Statements of personal rededication

On the day that we rededicated our renovated facility, I challenged the congregation to rededicate their lives to Christ and the ministry of First Central Bible Church. I read a number of statements, most of which are part of our membership covenant. After I read the statement, I asked people to say, “Amen,” if they agreed.
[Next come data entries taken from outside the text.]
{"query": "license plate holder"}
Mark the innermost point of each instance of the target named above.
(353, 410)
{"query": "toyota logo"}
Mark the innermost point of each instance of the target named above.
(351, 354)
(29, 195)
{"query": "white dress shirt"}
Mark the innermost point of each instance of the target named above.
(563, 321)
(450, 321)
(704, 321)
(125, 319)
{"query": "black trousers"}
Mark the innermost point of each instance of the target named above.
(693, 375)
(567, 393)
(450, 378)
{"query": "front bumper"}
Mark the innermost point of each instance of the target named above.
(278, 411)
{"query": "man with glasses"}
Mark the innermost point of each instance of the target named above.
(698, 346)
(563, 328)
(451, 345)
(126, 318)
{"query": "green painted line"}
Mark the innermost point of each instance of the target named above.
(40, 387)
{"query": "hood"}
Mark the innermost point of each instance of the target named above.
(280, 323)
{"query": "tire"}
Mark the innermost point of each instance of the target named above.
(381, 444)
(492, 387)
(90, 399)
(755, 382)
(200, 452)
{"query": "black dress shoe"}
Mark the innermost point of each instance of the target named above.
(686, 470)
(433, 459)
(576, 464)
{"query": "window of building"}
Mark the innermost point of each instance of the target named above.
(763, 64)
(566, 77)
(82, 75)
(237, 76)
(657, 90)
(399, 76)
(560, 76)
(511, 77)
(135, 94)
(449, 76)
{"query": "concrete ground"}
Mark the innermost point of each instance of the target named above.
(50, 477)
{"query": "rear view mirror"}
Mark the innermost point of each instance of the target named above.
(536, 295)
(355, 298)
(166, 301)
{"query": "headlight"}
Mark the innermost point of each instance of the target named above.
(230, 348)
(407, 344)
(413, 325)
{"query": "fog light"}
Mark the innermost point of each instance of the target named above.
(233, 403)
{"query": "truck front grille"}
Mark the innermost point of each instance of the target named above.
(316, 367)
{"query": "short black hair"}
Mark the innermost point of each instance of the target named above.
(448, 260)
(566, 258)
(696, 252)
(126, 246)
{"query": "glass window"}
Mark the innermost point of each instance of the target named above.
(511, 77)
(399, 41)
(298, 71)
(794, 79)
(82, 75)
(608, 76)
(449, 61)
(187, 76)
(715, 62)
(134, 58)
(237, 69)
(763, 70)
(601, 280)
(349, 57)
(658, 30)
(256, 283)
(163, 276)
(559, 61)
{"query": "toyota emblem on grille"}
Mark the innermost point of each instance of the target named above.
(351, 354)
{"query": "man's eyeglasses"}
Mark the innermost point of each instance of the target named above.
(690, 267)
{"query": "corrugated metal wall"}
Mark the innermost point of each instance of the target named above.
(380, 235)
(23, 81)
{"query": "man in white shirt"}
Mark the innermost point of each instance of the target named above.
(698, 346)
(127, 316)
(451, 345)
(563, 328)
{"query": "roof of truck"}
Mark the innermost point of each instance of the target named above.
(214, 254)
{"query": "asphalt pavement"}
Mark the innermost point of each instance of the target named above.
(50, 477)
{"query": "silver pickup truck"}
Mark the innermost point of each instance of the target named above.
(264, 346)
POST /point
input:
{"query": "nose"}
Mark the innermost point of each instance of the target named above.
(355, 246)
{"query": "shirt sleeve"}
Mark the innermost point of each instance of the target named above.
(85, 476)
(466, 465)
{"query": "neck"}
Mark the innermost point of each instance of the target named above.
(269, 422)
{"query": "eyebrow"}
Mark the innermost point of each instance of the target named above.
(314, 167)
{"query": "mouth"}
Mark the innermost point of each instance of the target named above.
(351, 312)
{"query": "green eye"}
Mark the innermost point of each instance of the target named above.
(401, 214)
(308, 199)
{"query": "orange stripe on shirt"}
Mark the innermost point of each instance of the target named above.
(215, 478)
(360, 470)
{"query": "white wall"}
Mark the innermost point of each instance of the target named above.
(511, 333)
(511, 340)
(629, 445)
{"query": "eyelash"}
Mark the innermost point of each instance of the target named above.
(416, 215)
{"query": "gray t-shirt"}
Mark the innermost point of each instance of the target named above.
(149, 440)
I included the Scripture reference so folks would understand I was not making up my own arbitrary rules.

1.     I will rededicate myself to Christ and the ministry of First Central Bible Church.
2.     I will love God with all my heart, soul, mind, and strength (Matthew 22:34-40).
3.     I will protect the unity of my church (Romans 15:5).
4.     I will act in love toward other members (1 Peter 1:22).
5.     I will refuse to gossip (Ephesians 4:29).
6.     I will follow the leaders of the church (Hebrews 13:17).
7.     I will pray for the growth of my church (1 Thessalonians 1:2).
8.     I will live as salt and light in my community (Matthew 5:12-16).
9.     I will share my faith with others (Acts 1:8).
10.  I will invite the unchurched to attend with me (Luke 14:23).
11.  I will warmly welcome those who visit (Romans 15:7).
12.  I will discover my spiritual gifts and talents (1 Peter 4:10).
13.  I will be let the leaders equip me to serve (Ephesians 4:11-12).
14.  I will develop a servant’s heart (Philippians 2:3-4, 7).
15.  I will help make disciples (Matthew 28:19-20).
16.  I will attend faithfully (Hebrews 10:25).
17.  I will live a godly life (Philippians 1:27).
18.  I will give financially regularly and generously (1 Corinthians 16:1-2; 2 Corinthians 9:7).
19.  I will seek to glorify God (1 Corinthians 10:31).